1. Kestila, M., et al., (1998) Positionally cloned gene for a novel glomerular protein – nephrin – is mutated in congenital nephrotic syndrome. Molec. Cell 1:575-582.
2. Beltcheva, O., et al., (2001) Mutation spectrum in the nephrin gene (NPHS1) in congenital nephrotic syndrome. Hum. Mutation 17:368-373.
3. Patrakka. J., et al., (2002) Proteinuria and prenatal diagnosis of congenital nephrosis in fetal carriers of nephrin gene mutations. Lancet 359:1575-1577.
4. Koziell, A., et al., (2002) Genotype/phenotype correlations of NPHS1 and NPHS2 mutations in nephrotic syndrome advocate a functional inter-relationship in glomerular filtration.
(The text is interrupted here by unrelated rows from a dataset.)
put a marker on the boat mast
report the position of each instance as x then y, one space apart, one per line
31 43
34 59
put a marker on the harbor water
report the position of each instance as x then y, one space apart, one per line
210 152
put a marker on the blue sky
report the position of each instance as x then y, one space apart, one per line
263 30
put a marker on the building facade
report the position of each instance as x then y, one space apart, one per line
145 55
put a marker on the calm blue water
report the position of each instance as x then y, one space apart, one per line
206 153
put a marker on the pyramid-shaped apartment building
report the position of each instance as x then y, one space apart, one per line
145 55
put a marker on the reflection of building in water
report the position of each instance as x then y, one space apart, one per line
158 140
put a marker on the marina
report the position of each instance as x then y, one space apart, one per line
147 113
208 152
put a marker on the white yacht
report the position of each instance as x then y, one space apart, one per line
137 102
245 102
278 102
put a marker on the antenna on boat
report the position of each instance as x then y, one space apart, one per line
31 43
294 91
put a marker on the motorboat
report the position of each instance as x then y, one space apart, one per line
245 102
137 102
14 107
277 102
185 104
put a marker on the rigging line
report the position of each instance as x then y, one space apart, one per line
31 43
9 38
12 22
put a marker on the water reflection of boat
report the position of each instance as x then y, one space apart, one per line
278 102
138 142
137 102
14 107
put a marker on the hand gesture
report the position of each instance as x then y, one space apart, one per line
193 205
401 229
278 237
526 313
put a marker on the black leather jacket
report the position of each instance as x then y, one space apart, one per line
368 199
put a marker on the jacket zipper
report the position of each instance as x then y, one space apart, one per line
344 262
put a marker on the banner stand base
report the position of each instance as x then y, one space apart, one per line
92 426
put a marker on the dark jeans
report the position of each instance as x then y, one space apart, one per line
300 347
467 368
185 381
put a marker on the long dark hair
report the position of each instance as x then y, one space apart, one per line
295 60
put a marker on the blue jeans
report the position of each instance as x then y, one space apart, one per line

Hum. Molec. Genet. 11(4):379-388.
5. Tsukaguchi, H., et al., (2002) NPHS2 mutations in late-onset focal segmental glomerulosclerosis: R229Q is a common disease-associated allele. J. Clin. Investigation 110(11):1659-1666.
6. Lenkkeri, U., et al. (1999) Structure of the gene for congenital nephrotic syndrome of the Finnish type (NPHS1) and characterization of mutations. Am. J. Hum. Genet. 64:51-61.